Hey Pat , what trigger group did you get. I have the TG2000 with the 2 lb pull.


----------



## horned frog (Nov 9, 2008)

Please let us know about that .12" group with a .22 LR at 100 yards.
I am curious but skeptical.


----------



## JOHNNY QUEST (Mar 6, 2006)

horned frog said:


> Please let us know about that .12" group with a .22 LR at 100 yards.
> I am curious but skeptical.


That's in a vise in a controlled enviro. I can't see good enough to shoot a 1" group at 100. But on a bag and wearing my trifocals I might get close


----------



## horned frog (Nov 9, 2008)

Sweet build!


----------



## jaime1982 (Aug 25, 2009)

Nice rifle!


----------



## Law Dog (Jul 27, 2010)

Well done!


----------



## JOHNNY QUEST (Mar 6, 2006)

Thanks guys.
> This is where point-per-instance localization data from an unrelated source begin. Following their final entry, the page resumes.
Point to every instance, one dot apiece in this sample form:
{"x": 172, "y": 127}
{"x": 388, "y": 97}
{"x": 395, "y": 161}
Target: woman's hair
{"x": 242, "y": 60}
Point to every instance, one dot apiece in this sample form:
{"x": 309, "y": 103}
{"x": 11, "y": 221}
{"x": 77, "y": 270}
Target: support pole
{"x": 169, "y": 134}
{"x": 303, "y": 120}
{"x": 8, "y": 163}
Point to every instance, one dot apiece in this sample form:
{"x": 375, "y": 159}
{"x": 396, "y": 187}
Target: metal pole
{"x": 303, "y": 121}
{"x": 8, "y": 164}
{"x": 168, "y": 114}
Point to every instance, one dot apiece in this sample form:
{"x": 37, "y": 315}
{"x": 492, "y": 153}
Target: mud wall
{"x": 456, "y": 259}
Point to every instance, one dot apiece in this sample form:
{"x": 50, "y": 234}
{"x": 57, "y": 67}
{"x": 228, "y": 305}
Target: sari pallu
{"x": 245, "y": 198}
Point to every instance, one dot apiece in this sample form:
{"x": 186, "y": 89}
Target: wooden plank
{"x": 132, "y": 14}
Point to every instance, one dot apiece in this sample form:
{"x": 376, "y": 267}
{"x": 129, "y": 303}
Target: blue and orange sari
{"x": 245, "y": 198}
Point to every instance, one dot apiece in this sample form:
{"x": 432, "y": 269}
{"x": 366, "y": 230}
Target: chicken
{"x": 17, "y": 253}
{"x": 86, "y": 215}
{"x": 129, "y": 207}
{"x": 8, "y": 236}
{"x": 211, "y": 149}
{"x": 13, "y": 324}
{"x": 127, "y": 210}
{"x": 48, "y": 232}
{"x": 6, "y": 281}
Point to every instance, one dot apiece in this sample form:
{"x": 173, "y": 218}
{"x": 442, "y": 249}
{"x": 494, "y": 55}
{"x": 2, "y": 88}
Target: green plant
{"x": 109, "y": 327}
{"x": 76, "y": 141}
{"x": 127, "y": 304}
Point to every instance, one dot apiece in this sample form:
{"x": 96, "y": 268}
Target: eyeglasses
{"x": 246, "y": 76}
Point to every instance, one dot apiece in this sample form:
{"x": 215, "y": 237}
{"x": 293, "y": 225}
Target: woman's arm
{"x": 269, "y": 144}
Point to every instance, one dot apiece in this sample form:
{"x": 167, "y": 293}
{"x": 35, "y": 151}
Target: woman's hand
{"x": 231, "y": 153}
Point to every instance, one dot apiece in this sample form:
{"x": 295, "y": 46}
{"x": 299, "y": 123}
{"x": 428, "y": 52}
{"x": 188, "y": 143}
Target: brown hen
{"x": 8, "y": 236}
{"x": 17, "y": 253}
All I can say is there will be dead ***** scattered all over the ranch. She is he77 bent on that perfect **** skin cap. I can just see it now. Face palm. I can hear it now. That one has a crooked tail. That ones color is dim. That one is too small, that one Has a funny looking face. :ac550:


----------



## Newbomb Turk (Sep 16, 2005)

Nice 10/22 you got there JQ. I picked up my silencer yesterday, paperwork was only 4 1/2 months. I'm going to try and get to the range in a few weeks.. There were no Ruger parts in this build. :cheers:


----------



## Big Guns 1971 (Nov 7, 2013)

Do you know if that barrel is available for a 22-250.


----------